Printing Industries Alliance
“Town Hall” Meeting on Long Island Addresses Risks and Opportunities in New Technologies

Glen Boehmer (Sentinel Printing), left, and Tim Freeman (Printing Industries Alliance) lead the town hall meeting that took place on September 24 in Melville, NY.

Talking about new printing technologies is easy. Bringing a new solution into a printing business is another matter. There’s the cost of acquisition, the operating expense, the learning curve, and above all, the nagging question of whether the shop actually can make money with the equipment once it’s on the floor. It can be baffling, and sometimes the wish to go in a new direction doesn’t survive the uncertainty.

Printing Industries Alliance understands conflicts like these, and on September 24, it tried to assist its members on Long Island with a “town hall”-style meeting on the challenges of making the right investment decisions in emerging technologies for graphic production. The session was facilitated by Glen Boehmer, president of Sentinel Printing (Hempstead, NY), whose general advice was to keep an open mind about new technologies even when they do not appear to be a good fit.

“Every process has its reason for being alive,” Boehmer said, noting that a technology that does not work for a shop today may become the thing that helps to support it tomorrow.

With that, he led the group in a free-ranging discussion of their options in digital printing, software, workflow, and 3D printing. He asked the attendees first to gauge their own awareness of these technologies, and then to analyze what might be holding printers back from seeking more information about them.

The result was a lively back-and-forth that Boehmer kept going with pointed questions, flip-chart team exercises, and personal anecdotes that other shop owners in the group could readily relate to. Some highlights from the evening:

• Most agreed that the biggest barrier to implementation is “fear”: of confronting change, of adding cost, of becoming trapped in a commodity business. A practical consideration is space: will the shop have enough room to accommodate the new piece of equipment?

• Management information systems (MIS), especially those tied to customer-facing web-to-print (W2P) portals, streamline production and eliminate job touch points that cost printers money. Boehmer pointed out that for a fully automated producer such as Vistaprint, “the only touch point is the shipping.” But, MIS by itself isn’t a cure-all. It isn’t possible, Boehmer said, to automate or optimize “broken” processes in a shop with software.

• Wide-format printing is seen as an opportunity because the cost of entry is relatively low and the business is driven not by quality, but by the vast range of substrates the devices can image. Boehmer said that although the market is “close to flooded” with wide-format providers, “virtually nobody on Long Island” offers dye sublimation: a thermal wide-format process for printing rich color on textiles and fabrics.
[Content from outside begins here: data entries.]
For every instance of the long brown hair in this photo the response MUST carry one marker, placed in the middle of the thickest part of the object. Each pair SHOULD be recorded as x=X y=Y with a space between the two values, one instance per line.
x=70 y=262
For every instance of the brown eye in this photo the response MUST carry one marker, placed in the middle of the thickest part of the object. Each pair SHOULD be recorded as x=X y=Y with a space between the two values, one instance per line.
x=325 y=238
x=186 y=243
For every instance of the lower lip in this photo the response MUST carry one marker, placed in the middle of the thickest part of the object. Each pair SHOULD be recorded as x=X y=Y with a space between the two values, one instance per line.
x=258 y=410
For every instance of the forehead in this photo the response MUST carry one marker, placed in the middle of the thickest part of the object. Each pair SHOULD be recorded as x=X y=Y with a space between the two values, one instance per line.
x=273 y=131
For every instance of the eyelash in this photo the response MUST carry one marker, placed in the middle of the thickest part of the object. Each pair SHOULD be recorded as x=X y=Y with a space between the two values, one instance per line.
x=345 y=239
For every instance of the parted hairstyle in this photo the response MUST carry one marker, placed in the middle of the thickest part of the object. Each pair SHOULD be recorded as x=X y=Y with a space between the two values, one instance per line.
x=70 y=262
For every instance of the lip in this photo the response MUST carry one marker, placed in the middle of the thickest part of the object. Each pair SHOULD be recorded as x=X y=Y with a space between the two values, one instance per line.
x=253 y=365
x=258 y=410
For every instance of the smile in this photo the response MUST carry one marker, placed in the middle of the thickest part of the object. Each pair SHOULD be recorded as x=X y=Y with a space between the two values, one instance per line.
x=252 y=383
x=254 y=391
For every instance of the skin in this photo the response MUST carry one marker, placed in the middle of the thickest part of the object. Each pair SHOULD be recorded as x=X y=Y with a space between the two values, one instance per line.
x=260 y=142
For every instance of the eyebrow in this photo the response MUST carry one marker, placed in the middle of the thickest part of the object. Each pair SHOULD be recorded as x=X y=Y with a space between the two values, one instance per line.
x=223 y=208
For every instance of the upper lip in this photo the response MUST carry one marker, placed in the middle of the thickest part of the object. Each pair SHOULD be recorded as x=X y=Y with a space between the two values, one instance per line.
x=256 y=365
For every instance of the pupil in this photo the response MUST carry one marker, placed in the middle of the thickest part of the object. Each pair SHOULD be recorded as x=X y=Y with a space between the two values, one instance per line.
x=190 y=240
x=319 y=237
• Andy Featherman of Muller Martini reminded the group that success with digital printing is as much about the finishing as it is about putting toner or ink on the sheets. He said that a finishing system operating in a “barcode-enabled touchless workflow” can guarantee accuracy by accounting for every barcoded sheet in the run.

• There is a reason why 3D printing, projected to be a $15 billion market by 2019, has attracted the attention of 4Over and other mainstream print providers, according to Boehmer. He said that the technology is “the same business we’re in” because it starts with a digital file and ends with a physical representation of an image.

• He asked the group to imagine taking digital files of portrait photography and turning them into “family dioramas” of three-dimensional keepsakes—a type of mass-market product that providers of 3D printing services offer now. With 3D printing, Boehmer said, commercial shops can add a profit-generating business-to-consumer (B2C) dimension to the business-to-business (B2B) economic model that most of them are locked into.

One way to offer an unfamiliar technology to customers without directly investing in it is to outsource the work to a partner equipped to provide the service, Boehmer said. He concluded by reviewing a checklist of questions to ask before committing to anything new. Among them:

• Will this technology make my business more sellable? Who would buy the business?

• Do I have people in my business who understand and can help me implement?

• What are the marketing and sales channels needed to bring in business? Where will the business come from?

• How quickly can you achieve an ROI from this investment? What profit levels can you achieve?

• Can you see yourself in that business?

• If you don’t add these capabilities, how will it affect your business?

“If I have more to sell, that takes the fear away,” Boehmer said. That’s what justifies the investment and the risk—but enthusiasm for the new technology has to be there as well.

“If you’re not juiced about it, I don’t think you should go there,” he said.